Na floresta, em meio à natureza, os instintos mais tenebrosos da esposa se avivam. Ela um ser frágil, vai adquirindo uma energia animalesca, pornográfica. Sua ânsia por sexo é um retrato curioso. Numa cena, ela atinge o falo do esposo com um objeto e este, com a dor, acaba desmaiando. E o que se sucede até o final é de uma audácia incrível. Numa cena de demasiada crueza, a esposa mutila o próprio clítoris com uma tesoura e tenta matar o marido. O marido como para se libertar da pulsão de destruição da esposa, acaba por enforcá-la e matá-la. Esse ato representa a liberdade. Ele fica livre da dor, da agonia, do selvagem que habita o feminino.

No "Prólogo", após ter matado a esposa: ele caminha cambaleante.

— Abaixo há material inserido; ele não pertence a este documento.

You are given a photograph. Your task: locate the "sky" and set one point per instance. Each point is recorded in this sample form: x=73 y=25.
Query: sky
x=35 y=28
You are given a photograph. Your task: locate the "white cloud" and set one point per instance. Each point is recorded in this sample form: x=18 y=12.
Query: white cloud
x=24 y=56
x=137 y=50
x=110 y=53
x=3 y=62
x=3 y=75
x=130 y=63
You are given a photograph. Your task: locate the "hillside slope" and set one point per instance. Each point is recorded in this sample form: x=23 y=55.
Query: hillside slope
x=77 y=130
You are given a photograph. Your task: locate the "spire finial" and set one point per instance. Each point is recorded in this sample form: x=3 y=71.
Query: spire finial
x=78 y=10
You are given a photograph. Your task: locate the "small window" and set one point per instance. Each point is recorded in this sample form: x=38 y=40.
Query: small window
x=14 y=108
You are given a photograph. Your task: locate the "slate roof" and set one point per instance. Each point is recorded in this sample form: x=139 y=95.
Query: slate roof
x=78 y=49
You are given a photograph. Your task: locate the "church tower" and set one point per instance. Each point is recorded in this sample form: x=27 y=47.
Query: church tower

Alimenta-se de frutas silvestres. É a harmonia com a natureza. Enquanto caminha, dezenas de fêmeas vêm ao seu encontro. Sobem o monte. O que seria esse monte? O Gólgota? - lugar da crucificação de Cristo. Mas essas mulheres não possuem rosto. E de repente, a película termina e por dois segundos, num fundo escuro, aparecem os dizeres: "Dedicado a Andrei Tarkovski (1932 a 1986)”. Tarkovski, nascido na antiga Uniãpo Soviética, foi um dos maiores diretores da história.

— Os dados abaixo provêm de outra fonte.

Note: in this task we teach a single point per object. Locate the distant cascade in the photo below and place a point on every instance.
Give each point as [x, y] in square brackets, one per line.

Lars von Trier tem gerado as mais distintas reações com os seus filmes. Polemista, "arengueiro", como se diz no Nordeste do Brasil, o diretor dimarquês tem arrancado uma beleza descomunal de suas obras. Os filmes de Trier possuem o poder de nos fazer pensar por dias. É daquelas obras que encerram efeitos densos. Deixando de lado maiores polêmicas quanto às suas afirmações sobre posicionamento político ou postura pessoal (o diretor se intitulou como o melhor do mundo e, em outro momento, disse admirar Hitler), Trier é um dos nomes mais importantes da arte cinematográfica da atualidade. Incensado por uns, odiado por outros, o diretor alimenta aquele tipo de sentimento que reside em torno dos grandes artistas.